Justo cuando estoy a punto de quitarle las bragas, llaman a la puerta. Me tienen que estar jodiendo.
—No me jodas. —Vuelven a llamar. Sí que me están jodiendo.
—Ve a abrir —me empuja Maggie—. Pondré la mesa.
Me entran ganas de tirarle el dinero de mala gana al chiquillo que me da la comida. Acaba de joderme el segundo polvo del día. Tiro las cajas sobre la mesa y Maggie se ríe., deslizándose a mi regazo. Le aparto la coleta del cuello y la beso el cuello.
—Me alegra que te estés distrayendo —comenta.
—Lo intento.
Comiendo, Maggie me habla de lo que hizo anoche con sus amigas y decide que quiere que el martes le enseñe la facultad. Se me hace raro pero muy agradable estar con ella aquí, sentada en mi regazo comiendo. Me limito a escucharla, no sé si porque realmente me importa o porque su voz me resulta extrañamente tranquilizadora. Probablemente ambas cosas.

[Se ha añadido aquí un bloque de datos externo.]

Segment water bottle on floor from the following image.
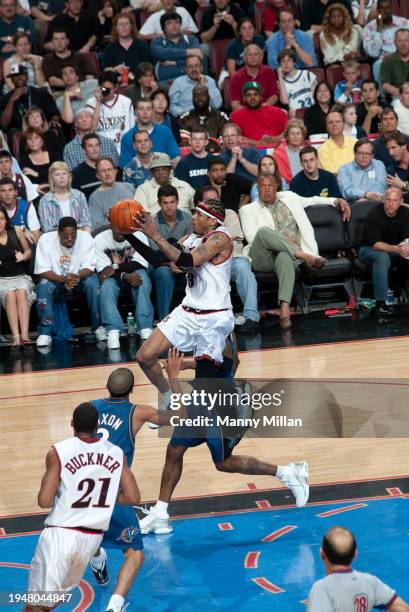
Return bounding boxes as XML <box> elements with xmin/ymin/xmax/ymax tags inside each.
<box><xmin>126</xmin><ymin>312</ymin><xmax>136</xmax><ymax>336</ymax></box>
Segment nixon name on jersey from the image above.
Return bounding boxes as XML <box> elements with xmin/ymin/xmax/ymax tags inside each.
<box><xmin>64</xmin><ymin>452</ymin><xmax>122</xmax><ymax>474</ymax></box>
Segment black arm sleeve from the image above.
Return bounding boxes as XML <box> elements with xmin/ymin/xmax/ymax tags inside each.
<box><xmin>124</xmin><ymin>234</ymin><xmax>180</xmax><ymax>267</ymax></box>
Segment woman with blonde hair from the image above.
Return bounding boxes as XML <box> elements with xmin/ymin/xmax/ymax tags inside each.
<box><xmin>38</xmin><ymin>162</ymin><xmax>91</xmax><ymax>233</ymax></box>
<box><xmin>320</xmin><ymin>3</ymin><xmax>361</xmax><ymax>66</ymax></box>
<box><xmin>274</xmin><ymin>119</ymin><xmax>307</xmax><ymax>184</ymax></box>
<box><xmin>102</xmin><ymin>11</ymin><xmax>153</xmax><ymax>79</ymax></box>
<box><xmin>0</xmin><ymin>204</ymin><xmax>35</xmax><ymax>350</ymax></box>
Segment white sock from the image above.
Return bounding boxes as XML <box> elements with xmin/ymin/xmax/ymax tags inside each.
<box><xmin>276</xmin><ymin>465</ymin><xmax>288</xmax><ymax>480</ymax></box>
<box><xmin>91</xmin><ymin>548</ymin><xmax>107</xmax><ymax>569</ymax></box>
<box><xmin>107</xmin><ymin>593</ymin><xmax>125</xmax><ymax>612</ymax></box>
<box><xmin>155</xmin><ymin>499</ymin><xmax>169</xmax><ymax>518</ymax></box>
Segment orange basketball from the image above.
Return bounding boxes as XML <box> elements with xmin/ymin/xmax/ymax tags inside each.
<box><xmin>108</xmin><ymin>200</ymin><xmax>145</xmax><ymax>234</ymax></box>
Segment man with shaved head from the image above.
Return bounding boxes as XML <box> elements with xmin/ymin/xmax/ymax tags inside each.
<box><xmin>91</xmin><ymin>366</ymin><xmax>177</xmax><ymax>612</ymax></box>
<box><xmin>308</xmin><ymin>527</ymin><xmax>409</xmax><ymax>612</ymax></box>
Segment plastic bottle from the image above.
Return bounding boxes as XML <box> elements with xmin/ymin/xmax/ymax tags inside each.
<box><xmin>126</xmin><ymin>312</ymin><xmax>136</xmax><ymax>336</ymax></box>
<box><xmin>385</xmin><ymin>289</ymin><xmax>395</xmax><ymax>306</ymax></box>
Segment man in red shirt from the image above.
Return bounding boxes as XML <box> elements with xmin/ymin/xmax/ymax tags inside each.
<box><xmin>230</xmin><ymin>45</ymin><xmax>278</xmax><ymax>111</ymax></box>
<box><xmin>230</xmin><ymin>81</ymin><xmax>288</xmax><ymax>147</ymax></box>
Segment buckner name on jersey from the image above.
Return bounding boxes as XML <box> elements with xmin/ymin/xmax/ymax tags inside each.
<box><xmin>64</xmin><ymin>452</ymin><xmax>122</xmax><ymax>474</ymax></box>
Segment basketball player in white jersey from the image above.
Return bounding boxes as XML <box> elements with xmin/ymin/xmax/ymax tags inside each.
<box><xmin>24</xmin><ymin>402</ymin><xmax>140</xmax><ymax>612</ymax></box>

No me da tregua cuando terminamos y vuelve a ponerse a limpiar. Y casi que lo prefiero, de esta forma no me da tiempo a pensar que estoy moviendo las figuras de mi abuela, que me daban escalofríos, para quitarles el polvo.

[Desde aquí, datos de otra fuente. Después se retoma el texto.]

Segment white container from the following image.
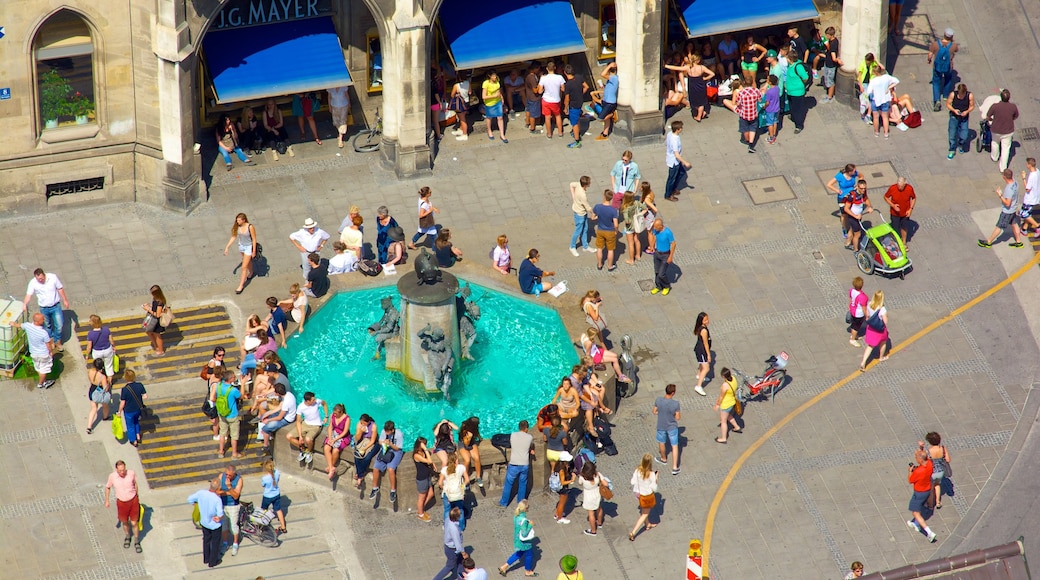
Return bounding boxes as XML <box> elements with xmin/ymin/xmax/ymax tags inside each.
<box><xmin>0</xmin><ymin>298</ymin><xmax>28</xmax><ymax>373</ymax></box>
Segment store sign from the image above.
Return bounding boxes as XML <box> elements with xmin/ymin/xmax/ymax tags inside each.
<box><xmin>213</xmin><ymin>0</ymin><xmax>332</xmax><ymax>30</ymax></box>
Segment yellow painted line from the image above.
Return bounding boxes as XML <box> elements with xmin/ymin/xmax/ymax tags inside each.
<box><xmin>702</xmin><ymin>254</ymin><xmax>1040</xmax><ymax>580</ymax></box>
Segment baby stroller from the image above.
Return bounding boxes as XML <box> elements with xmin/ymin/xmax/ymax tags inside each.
<box><xmin>856</xmin><ymin>210</ymin><xmax>912</xmax><ymax>280</ymax></box>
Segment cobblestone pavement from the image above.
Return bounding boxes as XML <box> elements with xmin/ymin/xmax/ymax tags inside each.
<box><xmin>6</xmin><ymin>0</ymin><xmax>1040</xmax><ymax>579</ymax></box>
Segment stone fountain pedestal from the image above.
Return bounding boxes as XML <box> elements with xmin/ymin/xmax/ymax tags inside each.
<box><xmin>386</xmin><ymin>270</ymin><xmax>462</xmax><ymax>393</ymax></box>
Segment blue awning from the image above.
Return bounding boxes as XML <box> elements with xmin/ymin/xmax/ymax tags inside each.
<box><xmin>202</xmin><ymin>17</ymin><xmax>352</xmax><ymax>104</ymax></box>
<box><xmin>440</xmin><ymin>0</ymin><xmax>586</xmax><ymax>70</ymax></box>
<box><xmin>677</xmin><ymin>0</ymin><xmax>820</xmax><ymax>38</ymax></box>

—¿Tú qué sabes de Nate y Vera? —me pregunta mientras reorganiza el montón de cojines del sofá.
—¿Por qué crees que sé algo que tu no sepas? Las tías habláis más de esas cosas.

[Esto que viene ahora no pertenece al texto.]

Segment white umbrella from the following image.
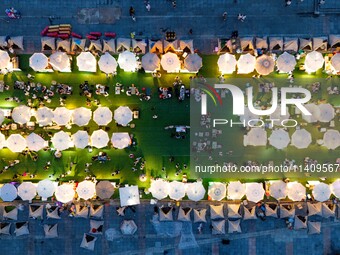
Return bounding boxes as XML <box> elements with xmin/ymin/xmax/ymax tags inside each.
<box><xmin>91</xmin><ymin>129</ymin><xmax>110</xmax><ymax>149</ymax></box>
<box><xmin>12</xmin><ymin>105</ymin><xmax>31</xmax><ymax>124</ymax></box>
<box><xmin>0</xmin><ymin>50</ymin><xmax>11</xmax><ymax>69</ymax></box>
<box><xmin>208</xmin><ymin>182</ymin><xmax>227</xmax><ymax>201</ymax></box>
<box><xmin>169</xmin><ymin>181</ymin><xmax>186</xmax><ymax>201</ymax></box>
<box><xmin>96</xmin><ymin>181</ymin><xmax>115</xmax><ymax>199</ymax></box>
<box><xmin>55</xmin><ymin>183</ymin><xmax>75</xmax><ymax>203</ymax></box>
<box><xmin>76</xmin><ymin>181</ymin><xmax>96</xmax><ymax>200</ymax></box>
<box><xmin>142</xmin><ymin>52</ymin><xmax>161</xmax><ymax>72</ymax></box>
<box><xmin>149</xmin><ymin>179</ymin><xmax>170</xmax><ymax>200</ymax></box>
<box><xmin>113</xmin><ymin>106</ymin><xmax>132</xmax><ymax>126</ymax></box>
<box><xmin>318</xmin><ymin>104</ymin><xmax>335</xmax><ymax>122</ymax></box>
<box><xmin>30</xmin><ymin>52</ymin><xmax>48</xmax><ymax>72</ymax></box>
<box><xmin>292</xmin><ymin>129</ymin><xmax>312</xmax><ymax>149</ymax></box>
<box><xmin>50</xmin><ymin>51</ymin><xmax>70</xmax><ymax>72</ymax></box>
<box><xmin>51</xmin><ymin>131</ymin><xmax>72</xmax><ymax>151</ymax></box>
<box><xmin>268</xmin><ymin>129</ymin><xmax>290</xmax><ymax>150</ymax></box>
<box><xmin>269</xmin><ymin>181</ymin><xmax>288</xmax><ymax>200</ymax></box>
<box><xmin>35</xmin><ymin>106</ymin><xmax>54</xmax><ymax>126</ymax></box>
<box><xmin>118</xmin><ymin>51</ymin><xmax>138</xmax><ymax>72</ymax></box>
<box><xmin>77</xmin><ymin>52</ymin><xmax>97</xmax><ymax>72</ymax></box>
<box><xmin>26</xmin><ymin>133</ymin><xmax>46</xmax><ymax>151</ymax></box>
<box><xmin>184</xmin><ymin>53</ymin><xmax>202</xmax><ymax>73</ymax></box>
<box><xmin>247</xmin><ymin>128</ymin><xmax>267</xmax><ymax>146</ymax></box>
<box><xmin>111</xmin><ymin>133</ymin><xmax>131</xmax><ymax>149</ymax></box>
<box><xmin>246</xmin><ymin>182</ymin><xmax>265</xmax><ymax>203</ymax></box>
<box><xmin>186</xmin><ymin>182</ymin><xmax>205</xmax><ymax>202</ymax></box>
<box><xmin>305</xmin><ymin>51</ymin><xmax>325</xmax><ymax>73</ymax></box>
<box><xmin>71</xmin><ymin>130</ymin><xmax>90</xmax><ymax>149</ymax></box>
<box><xmin>287</xmin><ymin>182</ymin><xmax>306</xmax><ymax>201</ymax></box>
<box><xmin>302</xmin><ymin>104</ymin><xmax>320</xmax><ymax>123</ymax></box>
<box><xmin>0</xmin><ymin>183</ymin><xmax>18</xmax><ymax>202</ymax></box>
<box><xmin>6</xmin><ymin>134</ymin><xmax>27</xmax><ymax>152</ymax></box>
<box><xmin>312</xmin><ymin>182</ymin><xmax>332</xmax><ymax>202</ymax></box>
<box><xmin>93</xmin><ymin>107</ymin><xmax>112</xmax><ymax>126</ymax></box>
<box><xmin>331</xmin><ymin>53</ymin><xmax>340</xmax><ymax>72</ymax></box>
<box><xmin>322</xmin><ymin>129</ymin><xmax>340</xmax><ymax>150</ymax></box>
<box><xmin>227</xmin><ymin>181</ymin><xmax>246</xmax><ymax>200</ymax></box>
<box><xmin>255</xmin><ymin>55</ymin><xmax>275</xmax><ymax>75</ymax></box>
<box><xmin>72</xmin><ymin>107</ymin><xmax>92</xmax><ymax>127</ymax></box>
<box><xmin>18</xmin><ymin>182</ymin><xmax>37</xmax><ymax>201</ymax></box>
<box><xmin>37</xmin><ymin>179</ymin><xmax>55</xmax><ymax>199</ymax></box>
<box><xmin>98</xmin><ymin>52</ymin><xmax>118</xmax><ymax>74</ymax></box>
<box><xmin>217</xmin><ymin>53</ymin><xmax>237</xmax><ymax>74</ymax></box>
<box><xmin>53</xmin><ymin>107</ymin><xmax>71</xmax><ymax>126</ymax></box>
<box><xmin>161</xmin><ymin>52</ymin><xmax>181</xmax><ymax>73</ymax></box>
<box><xmin>237</xmin><ymin>53</ymin><xmax>256</xmax><ymax>74</ymax></box>
<box><xmin>276</xmin><ymin>52</ymin><xmax>296</xmax><ymax>73</ymax></box>
<box><xmin>331</xmin><ymin>179</ymin><xmax>340</xmax><ymax>198</ymax></box>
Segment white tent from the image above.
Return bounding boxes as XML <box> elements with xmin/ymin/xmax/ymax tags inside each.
<box><xmin>246</xmin><ymin>182</ymin><xmax>265</xmax><ymax>203</ymax></box>
<box><xmin>227</xmin><ymin>181</ymin><xmax>246</xmax><ymax>200</ymax></box>
<box><xmin>77</xmin><ymin>52</ymin><xmax>97</xmax><ymax>72</ymax></box>
<box><xmin>161</xmin><ymin>52</ymin><xmax>181</xmax><ymax>73</ymax></box>
<box><xmin>55</xmin><ymin>183</ymin><xmax>75</xmax><ymax>203</ymax></box>
<box><xmin>26</xmin><ymin>133</ymin><xmax>47</xmax><ymax>151</ymax></box>
<box><xmin>113</xmin><ymin>106</ymin><xmax>132</xmax><ymax>127</ymax></box>
<box><xmin>119</xmin><ymin>186</ymin><xmax>140</xmax><ymax>206</ymax></box>
<box><xmin>312</xmin><ymin>182</ymin><xmax>332</xmax><ymax>202</ymax></box>
<box><xmin>322</xmin><ymin>129</ymin><xmax>340</xmax><ymax>150</ymax></box>
<box><xmin>35</xmin><ymin>106</ymin><xmax>54</xmax><ymax>126</ymax></box>
<box><xmin>237</xmin><ymin>53</ymin><xmax>256</xmax><ymax>74</ymax></box>
<box><xmin>118</xmin><ymin>51</ymin><xmax>138</xmax><ymax>72</ymax></box>
<box><xmin>149</xmin><ymin>179</ymin><xmax>170</xmax><ymax>200</ymax></box>
<box><xmin>30</xmin><ymin>52</ymin><xmax>48</xmax><ymax>72</ymax></box>
<box><xmin>269</xmin><ymin>181</ymin><xmax>288</xmax><ymax>200</ymax></box>
<box><xmin>98</xmin><ymin>52</ymin><xmax>118</xmax><ymax>74</ymax></box>
<box><xmin>142</xmin><ymin>52</ymin><xmax>161</xmax><ymax>72</ymax></box>
<box><xmin>287</xmin><ymin>182</ymin><xmax>306</xmax><ymax>201</ymax></box>
<box><xmin>96</xmin><ymin>181</ymin><xmax>115</xmax><ymax>199</ymax></box>
<box><xmin>71</xmin><ymin>130</ymin><xmax>90</xmax><ymax>149</ymax></box>
<box><xmin>72</xmin><ymin>107</ymin><xmax>92</xmax><ymax>127</ymax></box>
<box><xmin>169</xmin><ymin>181</ymin><xmax>186</xmax><ymax>201</ymax></box>
<box><xmin>6</xmin><ymin>134</ymin><xmax>27</xmax><ymax>152</ymax></box>
<box><xmin>247</xmin><ymin>128</ymin><xmax>267</xmax><ymax>146</ymax></box>
<box><xmin>12</xmin><ymin>105</ymin><xmax>31</xmax><ymax>124</ymax></box>
<box><xmin>255</xmin><ymin>55</ymin><xmax>275</xmax><ymax>75</ymax></box>
<box><xmin>93</xmin><ymin>107</ymin><xmax>112</xmax><ymax>126</ymax></box>
<box><xmin>292</xmin><ymin>129</ymin><xmax>312</xmax><ymax>149</ymax></box>
<box><xmin>305</xmin><ymin>51</ymin><xmax>325</xmax><ymax>73</ymax></box>
<box><xmin>268</xmin><ymin>129</ymin><xmax>290</xmax><ymax>150</ymax></box>
<box><xmin>111</xmin><ymin>132</ymin><xmax>131</xmax><ymax>149</ymax></box>
<box><xmin>37</xmin><ymin>179</ymin><xmax>55</xmax><ymax>200</ymax></box>
<box><xmin>50</xmin><ymin>51</ymin><xmax>71</xmax><ymax>72</ymax></box>
<box><xmin>186</xmin><ymin>181</ymin><xmax>205</xmax><ymax>202</ymax></box>
<box><xmin>276</xmin><ymin>52</ymin><xmax>296</xmax><ymax>73</ymax></box>
<box><xmin>91</xmin><ymin>129</ymin><xmax>110</xmax><ymax>149</ymax></box>
<box><xmin>0</xmin><ymin>183</ymin><xmax>18</xmax><ymax>202</ymax></box>
<box><xmin>217</xmin><ymin>53</ymin><xmax>237</xmax><ymax>74</ymax></box>
<box><xmin>51</xmin><ymin>131</ymin><xmax>72</xmax><ymax>151</ymax></box>
<box><xmin>76</xmin><ymin>181</ymin><xmax>96</xmax><ymax>200</ymax></box>
<box><xmin>53</xmin><ymin>107</ymin><xmax>71</xmax><ymax>126</ymax></box>
<box><xmin>318</xmin><ymin>104</ymin><xmax>335</xmax><ymax>122</ymax></box>
<box><xmin>208</xmin><ymin>182</ymin><xmax>227</xmax><ymax>201</ymax></box>
<box><xmin>184</xmin><ymin>53</ymin><xmax>202</xmax><ymax>73</ymax></box>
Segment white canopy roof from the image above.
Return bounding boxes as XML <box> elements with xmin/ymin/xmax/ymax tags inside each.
<box><xmin>77</xmin><ymin>52</ymin><xmax>97</xmax><ymax>72</ymax></box>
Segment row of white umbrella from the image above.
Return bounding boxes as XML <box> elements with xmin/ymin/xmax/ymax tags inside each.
<box><xmin>0</xmin><ymin>179</ymin><xmax>114</xmax><ymax>203</ymax></box>
<box><xmin>244</xmin><ymin>128</ymin><xmax>340</xmax><ymax>150</ymax></box>
<box><xmin>217</xmin><ymin>51</ymin><xmax>340</xmax><ymax>75</ymax></box>
<box><xmin>5</xmin><ymin>105</ymin><xmax>132</xmax><ymax>126</ymax></box>
<box><xmin>0</xmin><ymin>129</ymin><xmax>131</xmax><ymax>152</ymax></box>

—Vera dice que sólo follan.
—Pues solo follarán. —Es lo mismo que me ha dicho Nate, y tampoco me he preocupado por indagar. El lo que hace Nate: folla. Aunque es lo mismo que hacía yo y aquí estoy ahora.
—Eres un soso —replica.
—Y tú una maruja.
El tiempo pasa volado, dejamos la planta baja impoluta, habitable, que es justo lo que necesito. Planeo volver aquí más pronto que tarde. Es mi casa, sólo necesito que no me acojone la soledad. Se ha echo de noche, y a diferencia de aquella vez que vine solo, no me aterra subir a mi habitación para intentar dormir.
—Me estoy dándo cuenta de que nunca he dormido aquí —dice, mientras retiramos la colcha.
—Nunca es tarde. Tendrás que acostumbrarte porque voy a necesitarte más que esta noche.
Me tumbo y estoy bastante rígido, por lo menos hasta que se tumba a mi lado y enreda sus piernas entre las mías. Creo que la sofoco porque me aferro a ella como si fuera un peluche, Maggie no se queja y yo no dejo de abrazarla hasta que concilio el sueño.